Interview mit Christian Lüdi, Social Media Manager bei der SWISS
Christian Lüdi, seines Zeichens Social Media Manager bei der Fluggesellschaft SWISS, ist schon ein Weilchen im Geschäft. Wir durften ihm ein paar Fragen zu seinem Beruf sowie seinen Erfahrungen, zu den Aktivitäten von SWISS im Social Web und zur Zukunft von Social Media stellen. Und haben ein paar spannende Antworten erhalten. Aber lest selbst.
Welches Unternehmen würdest du in der Schweiz bzgl. Social Media als Best Practice bezeichnen, und wieso?
Nebst uns? 😉 Da gibt’s viele, ich nenn der Einfachheit halber 3. Die Migros macht es super, ein bisschen spielerisch und sehr vielfältig. Die betreuen auch viele Marken und Regionen und machen dies schön individuell. Swisscom macht ebenfalls einen sehr tollen Job, gerade was den Kundenservice angeht. Und ich finde auch Ovomaltine ein sehr gutes Beispiel, wie ein kleines Unternehmen mit wenig Ressourcen engagiert auftreten kann.
Du arbeitest bei der SWISS als Social Media Manager. Welche Skills muss ein erfolgreicher Community Manager haben?
Da gibt’s mittlerweile eine Vielzahl von. Eine solide Kommunikationsausbildung ist sicher von Vorteil. Bei einem internationalen Unternehmen sind Fremdsprachen natürlich auch sehr wichtig. Hinzu kommen sehr gute Kenntnisse der eigenen Produkte und Services (lernt man dann on the Job, muss man aber schnell machen). Aus meiner Sicht ist auch vernetztes Denken ein wichtiger Punkt. Und wie es ja schon im Namen steht, sind soziale Skills sehr wichtig, denn man arbeitet auf der einen Seite mit Kollegen aus allen Bereichen (man muss intern auch sehr gut vernetzt sein) und auf der anderen Seite mit der Community zusammen.
Du hast deine Ausbildung an der HSLU (Kommunikation&Marketing) gemacht.
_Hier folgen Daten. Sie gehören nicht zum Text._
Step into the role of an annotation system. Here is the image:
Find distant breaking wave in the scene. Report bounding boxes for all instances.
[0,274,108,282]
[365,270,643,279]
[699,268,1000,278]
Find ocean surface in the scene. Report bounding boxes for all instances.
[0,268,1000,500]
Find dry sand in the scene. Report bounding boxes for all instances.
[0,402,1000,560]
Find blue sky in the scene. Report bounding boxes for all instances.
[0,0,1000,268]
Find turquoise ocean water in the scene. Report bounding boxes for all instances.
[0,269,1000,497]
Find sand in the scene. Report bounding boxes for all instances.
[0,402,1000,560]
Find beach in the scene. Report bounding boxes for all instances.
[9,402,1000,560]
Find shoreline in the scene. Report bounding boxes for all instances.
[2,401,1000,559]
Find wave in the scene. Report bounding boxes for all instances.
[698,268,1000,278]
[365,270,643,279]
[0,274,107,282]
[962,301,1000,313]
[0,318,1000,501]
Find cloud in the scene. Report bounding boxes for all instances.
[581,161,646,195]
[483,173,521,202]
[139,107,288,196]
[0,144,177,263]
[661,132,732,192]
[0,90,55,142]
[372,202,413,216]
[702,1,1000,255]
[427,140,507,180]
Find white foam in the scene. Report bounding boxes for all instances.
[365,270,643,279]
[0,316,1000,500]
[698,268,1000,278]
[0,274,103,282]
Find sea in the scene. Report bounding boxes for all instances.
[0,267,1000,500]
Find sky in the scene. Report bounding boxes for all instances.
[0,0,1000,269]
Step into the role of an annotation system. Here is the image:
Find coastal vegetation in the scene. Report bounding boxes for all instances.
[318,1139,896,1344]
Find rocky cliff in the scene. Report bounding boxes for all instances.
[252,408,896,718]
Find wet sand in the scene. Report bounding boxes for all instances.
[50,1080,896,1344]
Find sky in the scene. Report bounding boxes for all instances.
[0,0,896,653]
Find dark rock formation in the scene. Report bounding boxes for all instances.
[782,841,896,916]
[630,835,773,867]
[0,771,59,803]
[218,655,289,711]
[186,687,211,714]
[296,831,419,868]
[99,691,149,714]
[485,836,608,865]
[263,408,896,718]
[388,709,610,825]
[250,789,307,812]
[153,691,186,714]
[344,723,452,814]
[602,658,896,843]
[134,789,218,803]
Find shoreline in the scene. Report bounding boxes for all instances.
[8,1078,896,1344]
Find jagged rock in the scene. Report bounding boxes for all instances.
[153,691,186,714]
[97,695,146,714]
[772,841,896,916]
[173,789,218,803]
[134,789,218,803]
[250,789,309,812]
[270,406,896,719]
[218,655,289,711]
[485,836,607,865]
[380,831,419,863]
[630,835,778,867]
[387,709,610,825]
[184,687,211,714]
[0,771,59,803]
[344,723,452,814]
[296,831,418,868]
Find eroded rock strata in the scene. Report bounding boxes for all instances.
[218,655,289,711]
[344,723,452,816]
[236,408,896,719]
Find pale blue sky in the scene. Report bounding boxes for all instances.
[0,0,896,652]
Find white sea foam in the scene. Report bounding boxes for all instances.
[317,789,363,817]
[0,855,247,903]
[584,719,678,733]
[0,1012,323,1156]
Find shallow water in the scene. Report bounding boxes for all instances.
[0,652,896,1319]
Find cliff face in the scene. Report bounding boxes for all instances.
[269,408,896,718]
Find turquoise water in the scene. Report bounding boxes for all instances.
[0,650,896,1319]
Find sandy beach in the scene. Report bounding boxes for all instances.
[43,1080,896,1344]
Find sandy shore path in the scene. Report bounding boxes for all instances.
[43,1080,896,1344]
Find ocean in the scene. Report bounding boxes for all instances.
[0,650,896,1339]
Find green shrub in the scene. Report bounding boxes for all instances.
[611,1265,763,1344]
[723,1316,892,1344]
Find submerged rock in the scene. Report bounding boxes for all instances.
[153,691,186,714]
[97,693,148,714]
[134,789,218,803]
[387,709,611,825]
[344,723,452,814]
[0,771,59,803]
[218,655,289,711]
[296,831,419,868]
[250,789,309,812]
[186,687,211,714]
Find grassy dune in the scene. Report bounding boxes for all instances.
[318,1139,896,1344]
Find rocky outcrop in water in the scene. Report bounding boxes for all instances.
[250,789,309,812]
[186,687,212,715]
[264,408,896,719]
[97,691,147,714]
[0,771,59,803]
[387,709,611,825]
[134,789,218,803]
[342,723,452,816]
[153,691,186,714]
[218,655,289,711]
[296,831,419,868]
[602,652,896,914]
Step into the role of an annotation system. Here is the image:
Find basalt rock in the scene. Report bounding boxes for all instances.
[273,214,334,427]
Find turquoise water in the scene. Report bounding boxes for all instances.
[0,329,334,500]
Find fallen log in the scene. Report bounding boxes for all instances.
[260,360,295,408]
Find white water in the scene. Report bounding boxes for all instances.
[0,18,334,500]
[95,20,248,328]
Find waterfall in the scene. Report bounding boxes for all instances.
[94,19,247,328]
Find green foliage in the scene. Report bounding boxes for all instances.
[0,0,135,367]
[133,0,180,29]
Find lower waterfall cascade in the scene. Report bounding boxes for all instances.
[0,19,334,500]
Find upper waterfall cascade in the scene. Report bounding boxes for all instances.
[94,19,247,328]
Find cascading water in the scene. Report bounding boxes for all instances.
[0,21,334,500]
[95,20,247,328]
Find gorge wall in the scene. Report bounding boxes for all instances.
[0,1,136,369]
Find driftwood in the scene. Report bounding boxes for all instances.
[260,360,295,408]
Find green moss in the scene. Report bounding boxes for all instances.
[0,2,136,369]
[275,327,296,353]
Welche Tipps würdest du jungen Menschen geben und welche Ausbildung würdest du für den Einstieg in das Social Media-Geschäft empfehlen?
Eine gute Kommunikationsausbildung ist sicher viel Wert. Auch das bisschen BWL und VWL hat gut getan. So gesehen war meine Ausbildung an der HSLU optimal und ich kann sie nur weiterempfehlen.
Die SWISS kommuniziert auf Facebook ausschliesslich in Englisch. Weil es von der Handhabung einsprachig einfacher ist oder gibt es sonst einen Grund? Wie ist die Akzeptanz bei den Usern?
Das hat den Grund, dass wir sonst nebst Deutsch gleichzeitig auch mindestens in Französisch und Italienisch kommunizieren müssten. Ist also in erster Linie der Einfachheit halber so. Fördernd ist, dass die Airlinesprache ebenfalls Englisch ist, genauso wie die Internetsprache.
Die Akzeptanz der User ist sehr hoch, es gibt selten Reklamationen deswegen. Bis jetzt wurde unsere Begründung, warum wir nur in Englisch kommunizieren, jedes Mal verstanden.
Wenn wir aber lokal kommunizieren, machen wir das sogar meist in der jeweiligen Landessprache. So findet man auf unserer Facebook Fanpage unter anderem auch Updates in Griechisch, Russisch und Serbisch. Dabei werden wir jeweils von unseren Leuten in den jeweiligen Märkten unterstützt. Sie sind auch dafür verantwortlich, die Kommentare zu lesen und mir allenfalls Antorten auf Fragen in derselben Sprache zu schicken.
Bei einer Airline ist die „Gefahr“ sicher gross, dass User Social Media als zusätzliche Servicekanäle nutzen. War das vor der Einführung von Facebook ein Thema? Und wie hat man entschieden, damit umzugehen?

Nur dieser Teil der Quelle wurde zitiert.